Project Glasswing represents the private sector creating its own version of the government's Vulnerabilities Equities Process (VEP). A private company now coordinates a multinational effort to manage critical software flaws, a function historically belonging to state actors.
Historically, many organizations only implement robust cybersecurity after being attacked, despite knowing the risks. AI-powered offense dramatically raises the stakes by increasing the speed and scale of threats, making this reactive posture untenable and potentially catastrophic.
Mythos is a general-purpose system also proficient in biology. How society, governments, and companies manage the risks and norms of AI in cybersecurity is a direct preview of the much higher-stakes challenge of managing future AI-driven biological threats.
For the military, the toughest AI adoption challenge isn't on offense, but defense: overcoming institutional resistance to granting AI the autonomy needed to defend networks at machine speed. A human-alert system is too slow, creating a major bureaucratic and command-and-control dilemma.
The core open-source belief that enough human experts will find all bugs is invalidated by AI discovering decades-old vulnerabilities in widely scrutinized code. This proves that high-level machine analysis is now essential for security, as human review alone is insufficient.

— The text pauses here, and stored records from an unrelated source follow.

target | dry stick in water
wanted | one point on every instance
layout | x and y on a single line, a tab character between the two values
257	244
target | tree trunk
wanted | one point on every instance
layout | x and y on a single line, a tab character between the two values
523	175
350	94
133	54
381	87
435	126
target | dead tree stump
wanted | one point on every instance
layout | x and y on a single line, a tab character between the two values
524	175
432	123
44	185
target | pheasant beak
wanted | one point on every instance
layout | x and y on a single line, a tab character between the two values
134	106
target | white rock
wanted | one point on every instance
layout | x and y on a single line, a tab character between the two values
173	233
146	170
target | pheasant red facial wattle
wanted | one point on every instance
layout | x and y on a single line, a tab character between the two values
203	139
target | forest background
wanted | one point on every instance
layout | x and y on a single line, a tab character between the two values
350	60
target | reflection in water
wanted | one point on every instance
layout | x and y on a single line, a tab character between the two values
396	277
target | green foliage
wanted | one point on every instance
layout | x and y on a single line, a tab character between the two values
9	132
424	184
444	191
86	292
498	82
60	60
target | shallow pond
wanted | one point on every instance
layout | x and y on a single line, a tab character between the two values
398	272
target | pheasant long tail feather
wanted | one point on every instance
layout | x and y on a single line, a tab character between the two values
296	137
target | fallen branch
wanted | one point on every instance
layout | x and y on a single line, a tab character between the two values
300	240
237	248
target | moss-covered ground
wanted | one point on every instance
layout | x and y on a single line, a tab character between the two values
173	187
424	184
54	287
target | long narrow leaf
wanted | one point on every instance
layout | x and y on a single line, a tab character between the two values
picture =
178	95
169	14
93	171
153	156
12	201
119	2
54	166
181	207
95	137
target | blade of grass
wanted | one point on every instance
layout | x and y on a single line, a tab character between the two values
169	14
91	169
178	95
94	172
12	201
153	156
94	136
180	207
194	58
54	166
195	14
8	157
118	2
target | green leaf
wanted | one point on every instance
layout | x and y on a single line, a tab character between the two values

The primary strategic advantage of an AI like Claude Mythos is not launching destructive attacks, but finding unique vulnerabilities for quiet, persistent intelligence collection. Its power lies in the slow, insidious shaping of the information environment rather than overt, 'whiz bang' effects.
Despite AI supercharging offensive capabilities, the defender's ultimate advantage remains unchanged: they set the operational terrain. Basic, often-neglected measures like network air-gapping are more critical than ever, as they create structural barriers that even advanced AI struggles to overcome.
AI will find vulnerabilities at an unprecedented rate. The real crisis will be the organizational inability to patch them, especially in critical infrastructure with long update cycles and unsupported software where original developers are long gone. The problem shifts from finding flaws to fixing them at scale.
Landmark cyberattacks like Stuxnet and NotPetya relied on automation for scale and impact long before modern AI. Models like Mythos don't invent this concept; they represent an exponential leap by automating the entire 'kill chain,' from discovery to exploitation, fulfilling a long-theorized potential.
While deepfakes garner attention, research from as early as 2020 shows AI can measurably change political opinions using only simple text. This scalable, text-based persuasion is a potent tool for information operations that may be more impactful than more technologically complex manipulations.